Benign neglect.
This is a charitable description of the Federal Reserve system's treatment of Black Americans. The scar of race is etched in the Fed's failure to use its authority to stop illegal discrimination in finance as well as in its disinterest in the racial disparities resulting from its policies.
Last July, former Federal Reserve Board Chairwoman Janet Yellen suggested during a congressional hearing that there was little the Fed could do to address the disproportionately high African American unemployment rate. Joblessness among Blacks has been double that experienced by whites for decades.
While Yellen, now secretary of the Treasury under President Joe Biden, has since changed her tune — and while current Federal Reserve Chair Jerome Powell has recently underscored new concern about racial inequality — there remains a striking void of concrete policies.
The Federal Reserve stood by for decades as access to housing, credit and opportunity were denied to Black Americans. The current relative economic position of Black people is comparable with its standing in 1979: compared with white men, Black men earn 31% less on average and Black women 19% less than white women.
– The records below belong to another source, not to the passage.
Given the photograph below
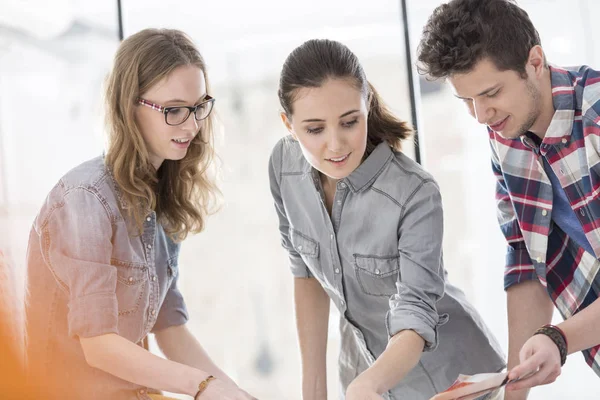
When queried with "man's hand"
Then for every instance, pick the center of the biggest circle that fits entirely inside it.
(540, 364)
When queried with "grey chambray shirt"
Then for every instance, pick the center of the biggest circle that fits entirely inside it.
(90, 274)
(379, 258)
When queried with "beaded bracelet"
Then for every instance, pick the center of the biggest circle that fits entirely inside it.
(203, 385)
(558, 337)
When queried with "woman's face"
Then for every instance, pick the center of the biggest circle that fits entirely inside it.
(185, 86)
(330, 123)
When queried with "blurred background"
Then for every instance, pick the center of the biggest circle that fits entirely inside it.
(55, 55)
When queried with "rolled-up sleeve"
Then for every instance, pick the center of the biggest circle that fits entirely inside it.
(421, 282)
(76, 244)
(173, 311)
(297, 265)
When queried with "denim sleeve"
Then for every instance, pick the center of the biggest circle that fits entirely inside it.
(421, 282)
(76, 246)
(297, 265)
(173, 311)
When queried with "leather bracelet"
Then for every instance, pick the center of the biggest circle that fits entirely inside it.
(558, 337)
(203, 385)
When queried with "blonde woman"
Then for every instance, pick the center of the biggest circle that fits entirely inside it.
(103, 250)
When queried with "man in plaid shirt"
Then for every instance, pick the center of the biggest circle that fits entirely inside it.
(544, 130)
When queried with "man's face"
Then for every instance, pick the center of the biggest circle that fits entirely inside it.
(503, 100)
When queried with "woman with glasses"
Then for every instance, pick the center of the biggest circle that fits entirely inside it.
(103, 250)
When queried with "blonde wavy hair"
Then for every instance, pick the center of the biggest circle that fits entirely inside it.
(181, 192)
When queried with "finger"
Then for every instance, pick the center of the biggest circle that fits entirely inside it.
(542, 377)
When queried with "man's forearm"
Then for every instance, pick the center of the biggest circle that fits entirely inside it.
(583, 329)
(312, 320)
(529, 306)
(401, 355)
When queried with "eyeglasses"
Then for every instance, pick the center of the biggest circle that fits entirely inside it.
(179, 114)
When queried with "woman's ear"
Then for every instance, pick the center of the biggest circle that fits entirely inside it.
(288, 124)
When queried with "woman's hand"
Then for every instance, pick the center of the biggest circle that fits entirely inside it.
(361, 391)
(540, 364)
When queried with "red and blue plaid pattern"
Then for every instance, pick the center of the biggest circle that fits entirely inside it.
(538, 249)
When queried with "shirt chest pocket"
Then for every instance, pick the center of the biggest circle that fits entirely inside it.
(307, 248)
(376, 275)
(132, 286)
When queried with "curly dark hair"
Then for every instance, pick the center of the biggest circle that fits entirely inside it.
(460, 33)
(311, 64)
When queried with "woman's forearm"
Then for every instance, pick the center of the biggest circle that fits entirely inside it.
(312, 320)
(118, 356)
(401, 355)
(178, 344)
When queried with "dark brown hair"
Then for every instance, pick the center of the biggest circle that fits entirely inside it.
(460, 33)
(314, 62)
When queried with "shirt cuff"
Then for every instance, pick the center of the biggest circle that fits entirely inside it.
(408, 317)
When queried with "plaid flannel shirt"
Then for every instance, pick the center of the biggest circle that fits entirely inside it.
(537, 248)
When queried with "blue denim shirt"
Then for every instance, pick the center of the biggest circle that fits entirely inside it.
(89, 274)
(379, 258)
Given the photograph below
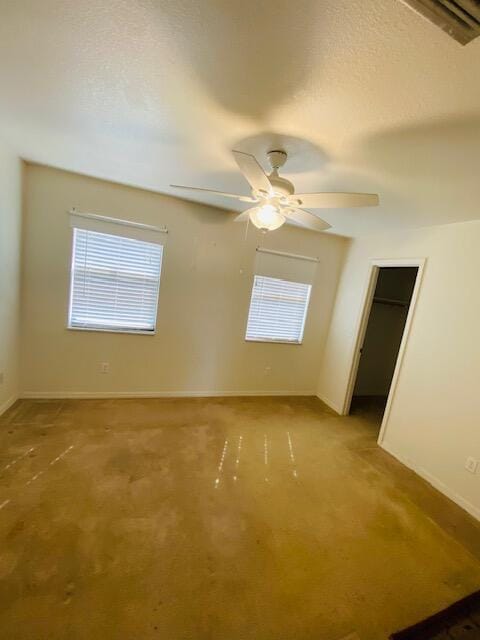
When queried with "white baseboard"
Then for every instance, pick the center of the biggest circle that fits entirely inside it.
(434, 481)
(330, 404)
(61, 395)
(7, 404)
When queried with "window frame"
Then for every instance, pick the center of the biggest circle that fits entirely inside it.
(298, 342)
(136, 332)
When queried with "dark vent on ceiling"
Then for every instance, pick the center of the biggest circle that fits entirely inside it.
(459, 18)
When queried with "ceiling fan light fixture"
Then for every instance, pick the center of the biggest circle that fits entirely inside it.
(267, 217)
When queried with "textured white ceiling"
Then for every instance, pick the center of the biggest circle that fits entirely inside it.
(364, 94)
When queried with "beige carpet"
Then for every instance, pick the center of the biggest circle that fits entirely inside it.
(217, 519)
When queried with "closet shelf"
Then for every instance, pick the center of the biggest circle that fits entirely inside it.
(392, 301)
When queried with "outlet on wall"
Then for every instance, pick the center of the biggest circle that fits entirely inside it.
(471, 464)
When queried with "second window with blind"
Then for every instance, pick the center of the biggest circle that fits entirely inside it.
(280, 297)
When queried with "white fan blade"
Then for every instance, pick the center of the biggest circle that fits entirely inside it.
(335, 200)
(253, 172)
(215, 193)
(306, 219)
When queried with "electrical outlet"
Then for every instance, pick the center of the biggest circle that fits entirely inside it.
(471, 464)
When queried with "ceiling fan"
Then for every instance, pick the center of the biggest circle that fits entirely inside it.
(274, 199)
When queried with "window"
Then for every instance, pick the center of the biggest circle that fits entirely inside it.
(278, 309)
(114, 282)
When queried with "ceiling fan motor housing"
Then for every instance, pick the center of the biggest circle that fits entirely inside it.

The statistics are equally discouraging when considering the broader BIPOC (Black, Indigenous and people of color) communities.
The Federal Reserve's decision in 2013 to tighten monetary policy as national joblessness fell, for example, ignored the sky-high 13% Black unemployment rate and denied Black families the opportunity to benefit from the economic revival that white America enjoyed.
Stunningly, white households own more than 11 times the net worth of Black families, and this gap has persisted for nearly six decades.
After decades of resistance to conversations on racial equity, the Federal Reserve is now asking for input on how to improve the decades-old Community Reinvestment Act. Passed by Congress in 1977, the law gives the Federal Reserve — along with several other agencies — responsibility to combat discriminatory "redlining," or the unjustified denial of mortgages to low- and moderate-income borrowers in communities of color.